The code defines several dictionaries: BAM_CONSTANTS, SINGLE_CELL_BAM_TAGS, SPATIAL_BAM_TAGS, CHEMISTRY_BAM_TAGS, DNA_SUBSTITUTION_MATRIX, and DEFAULT_PIPELINE_PARAMETERS. The first four dictionaries define BAM tag names for different sequencing chemistries. DNA_SUBSTITUTION_MATRIX defines a substitution matrix for DNA alignment. DEFAULT_PIPELINE_PARAMETERS defines default parameters for each stage of the preprocessing pipeline.

Symbols

Symbol Name: BAM_CONSTANTS

Description:

This dictionary stores constants related to BAM file tags used in the preprocessing pipeline.

Inputs:

N/A - This is a constant dictionary.

Outputs:

N/A - This is a constant dictionary.

Internal Logic:

The dictionary maps descriptive names to their corresponding BAM tag strings. For example, RAW_CELL_BC_TAG maps to "CR", which represents the tag for the raw cell barcode sequence.

Symbol Name: SINGLE_CELL_BAM_TAGS

Description:

This dictionary defines BAM tag names for single-cell sequencing chemistries.

Inputs:

N/A - This is a constant dictionary.

Outputs:

N/A - This is a constant dictionary.

Internal Logic:

The dictionary maps data types (umi, cell_barcode) to tuples of BAM tag names. Each tuple contains two tags: one for the sequence and one for the quality scores.

Symbol Name: SPATIAL_BAM_TAGS

Description:

This dictionary defines BAM tag names for spatial sequencing chemistries.

Inputs:

N/A - This is a constant dictionary.

Outputs:

N/A - This is a constant dictionary.

Internal Logic:

Similar to SINGLE_CELL_BAM_TAGS, this dictionary maps data types (umi, spot_barcode) to tuples of BAM tag names.

Symbol Name: CHEMISTRY_BAM_TAGS

Description:

This dictionary maps specific sequencing chemistries to their corresponding BAM tag dictionaries.

Inputs:

N/A - This is a constant dictionary.

Outputs:

N/A - This is a constant dictionary.

Internal Logic:

The dictionary maps chemistry names (e.g., ‘dropseq’, ‘10xv2’) to either SINGLE_CELL_BAM_TAGS or SPATIAL_BAM_TAGS based on the chemistry type.

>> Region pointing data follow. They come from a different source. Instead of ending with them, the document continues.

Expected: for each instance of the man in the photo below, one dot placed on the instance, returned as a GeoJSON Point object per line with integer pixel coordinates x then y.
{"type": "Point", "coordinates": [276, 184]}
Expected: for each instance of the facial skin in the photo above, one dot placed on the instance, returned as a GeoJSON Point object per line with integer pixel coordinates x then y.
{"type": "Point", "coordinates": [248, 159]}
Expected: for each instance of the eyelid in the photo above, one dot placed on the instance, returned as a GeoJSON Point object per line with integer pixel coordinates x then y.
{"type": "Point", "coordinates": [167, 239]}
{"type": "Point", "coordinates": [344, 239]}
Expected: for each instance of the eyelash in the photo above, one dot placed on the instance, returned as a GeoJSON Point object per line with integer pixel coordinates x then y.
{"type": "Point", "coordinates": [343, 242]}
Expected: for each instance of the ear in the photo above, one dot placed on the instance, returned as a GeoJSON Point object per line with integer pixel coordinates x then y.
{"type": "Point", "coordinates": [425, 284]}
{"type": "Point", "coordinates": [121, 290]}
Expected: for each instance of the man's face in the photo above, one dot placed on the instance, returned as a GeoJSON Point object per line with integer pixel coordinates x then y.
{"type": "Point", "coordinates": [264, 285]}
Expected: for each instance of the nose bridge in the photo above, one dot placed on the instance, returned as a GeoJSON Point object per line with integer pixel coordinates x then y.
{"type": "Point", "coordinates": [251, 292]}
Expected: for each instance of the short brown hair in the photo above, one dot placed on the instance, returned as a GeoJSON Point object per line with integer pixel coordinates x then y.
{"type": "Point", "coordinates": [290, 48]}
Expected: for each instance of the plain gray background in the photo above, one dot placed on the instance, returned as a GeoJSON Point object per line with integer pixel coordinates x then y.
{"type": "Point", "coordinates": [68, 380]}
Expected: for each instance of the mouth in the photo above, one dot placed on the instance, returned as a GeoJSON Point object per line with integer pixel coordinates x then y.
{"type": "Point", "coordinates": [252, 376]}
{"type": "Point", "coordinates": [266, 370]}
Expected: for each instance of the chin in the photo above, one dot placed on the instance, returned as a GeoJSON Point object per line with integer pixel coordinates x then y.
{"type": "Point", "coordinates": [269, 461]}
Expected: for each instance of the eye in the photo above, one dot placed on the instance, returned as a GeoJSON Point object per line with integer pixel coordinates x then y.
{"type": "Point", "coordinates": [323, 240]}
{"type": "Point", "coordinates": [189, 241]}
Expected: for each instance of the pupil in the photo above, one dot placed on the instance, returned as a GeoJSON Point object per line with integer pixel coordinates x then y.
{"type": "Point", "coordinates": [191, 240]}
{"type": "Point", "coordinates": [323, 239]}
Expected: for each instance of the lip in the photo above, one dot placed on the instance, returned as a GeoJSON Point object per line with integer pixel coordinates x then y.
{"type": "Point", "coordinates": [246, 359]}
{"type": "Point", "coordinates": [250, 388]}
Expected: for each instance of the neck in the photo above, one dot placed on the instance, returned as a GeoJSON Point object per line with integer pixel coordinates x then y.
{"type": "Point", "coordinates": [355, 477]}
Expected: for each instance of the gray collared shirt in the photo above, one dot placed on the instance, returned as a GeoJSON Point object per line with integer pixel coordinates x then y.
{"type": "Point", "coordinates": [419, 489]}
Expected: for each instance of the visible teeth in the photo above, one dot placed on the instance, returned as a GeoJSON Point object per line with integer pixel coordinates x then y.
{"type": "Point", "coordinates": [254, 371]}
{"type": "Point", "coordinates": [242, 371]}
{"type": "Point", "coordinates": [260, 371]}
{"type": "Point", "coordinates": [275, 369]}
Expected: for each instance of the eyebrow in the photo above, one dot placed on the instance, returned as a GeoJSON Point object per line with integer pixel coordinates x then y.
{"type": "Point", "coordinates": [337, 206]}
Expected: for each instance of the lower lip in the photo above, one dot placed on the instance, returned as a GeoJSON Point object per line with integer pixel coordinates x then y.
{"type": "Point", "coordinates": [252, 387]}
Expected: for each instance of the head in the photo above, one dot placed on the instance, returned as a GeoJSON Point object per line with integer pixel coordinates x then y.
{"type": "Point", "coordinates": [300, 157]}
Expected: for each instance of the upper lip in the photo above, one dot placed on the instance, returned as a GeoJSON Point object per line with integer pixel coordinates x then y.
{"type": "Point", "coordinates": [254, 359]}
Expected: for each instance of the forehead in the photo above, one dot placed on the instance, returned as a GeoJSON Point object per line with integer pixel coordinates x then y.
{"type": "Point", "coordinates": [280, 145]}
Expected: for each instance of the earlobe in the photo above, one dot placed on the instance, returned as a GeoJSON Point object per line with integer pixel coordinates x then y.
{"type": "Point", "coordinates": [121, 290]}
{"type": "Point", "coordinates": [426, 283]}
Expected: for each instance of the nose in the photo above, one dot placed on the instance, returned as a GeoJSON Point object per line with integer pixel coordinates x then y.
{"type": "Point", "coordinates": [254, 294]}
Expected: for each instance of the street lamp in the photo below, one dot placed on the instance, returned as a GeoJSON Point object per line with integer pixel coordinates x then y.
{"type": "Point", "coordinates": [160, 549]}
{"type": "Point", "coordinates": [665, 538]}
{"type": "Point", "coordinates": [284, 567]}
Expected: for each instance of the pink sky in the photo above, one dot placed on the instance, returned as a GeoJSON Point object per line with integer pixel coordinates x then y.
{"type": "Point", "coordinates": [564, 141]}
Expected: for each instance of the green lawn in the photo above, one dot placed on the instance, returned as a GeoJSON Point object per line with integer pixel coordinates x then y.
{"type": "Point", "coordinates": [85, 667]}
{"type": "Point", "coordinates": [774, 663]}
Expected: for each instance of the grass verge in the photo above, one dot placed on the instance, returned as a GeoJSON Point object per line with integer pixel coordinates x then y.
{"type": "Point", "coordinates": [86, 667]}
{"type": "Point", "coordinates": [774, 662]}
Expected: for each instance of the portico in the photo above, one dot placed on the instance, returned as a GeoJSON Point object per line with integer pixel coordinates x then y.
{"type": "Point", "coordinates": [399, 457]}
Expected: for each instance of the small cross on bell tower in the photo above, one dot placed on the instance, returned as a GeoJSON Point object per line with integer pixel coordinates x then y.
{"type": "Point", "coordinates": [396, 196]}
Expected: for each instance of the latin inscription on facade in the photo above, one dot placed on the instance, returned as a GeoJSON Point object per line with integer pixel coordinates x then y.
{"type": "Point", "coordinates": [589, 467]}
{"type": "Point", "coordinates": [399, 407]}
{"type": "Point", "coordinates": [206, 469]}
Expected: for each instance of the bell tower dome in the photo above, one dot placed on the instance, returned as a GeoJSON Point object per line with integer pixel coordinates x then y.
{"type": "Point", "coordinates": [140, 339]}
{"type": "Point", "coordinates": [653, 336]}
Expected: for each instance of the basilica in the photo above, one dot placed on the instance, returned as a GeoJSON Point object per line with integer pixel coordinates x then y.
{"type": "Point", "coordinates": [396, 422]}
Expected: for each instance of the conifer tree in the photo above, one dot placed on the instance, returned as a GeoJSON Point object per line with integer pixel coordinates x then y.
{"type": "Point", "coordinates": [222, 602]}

Symbol Name: DNA_SUBSTITUTION_MATRIX

Description:

This dictionary defines a substitution matrix for DNA sequence alignment.

Inputs:

N/A - This is a constant dictionary.

Outputs:

N/A - This is a constant dictionary.

Internal Logic:

The dictionary represents a matrix where keys are nucleotides (A, T, C, G, Z, N) and values are dictionaries mapping each nucleotide to a score. This matrix is used to score alignments between DNA sequences.

Symbol Name: DEFAULT_PIPELINE_PARAMETERS

Description:

This dictionary stores default parameters for each stage of the Cassiopeia preprocessing pipeline.

Inputs:

N/A - This is a constant dictionary.

Outputs:

N/A - This is a constant dictionary.

Internal Logic:

The dictionary maps stage names (e.g., ‘general’, ‘convert’, ‘filter_bam’) to dictionaries containing parameter names and their default values. These parameters control the behavior of each stage in the pipeline.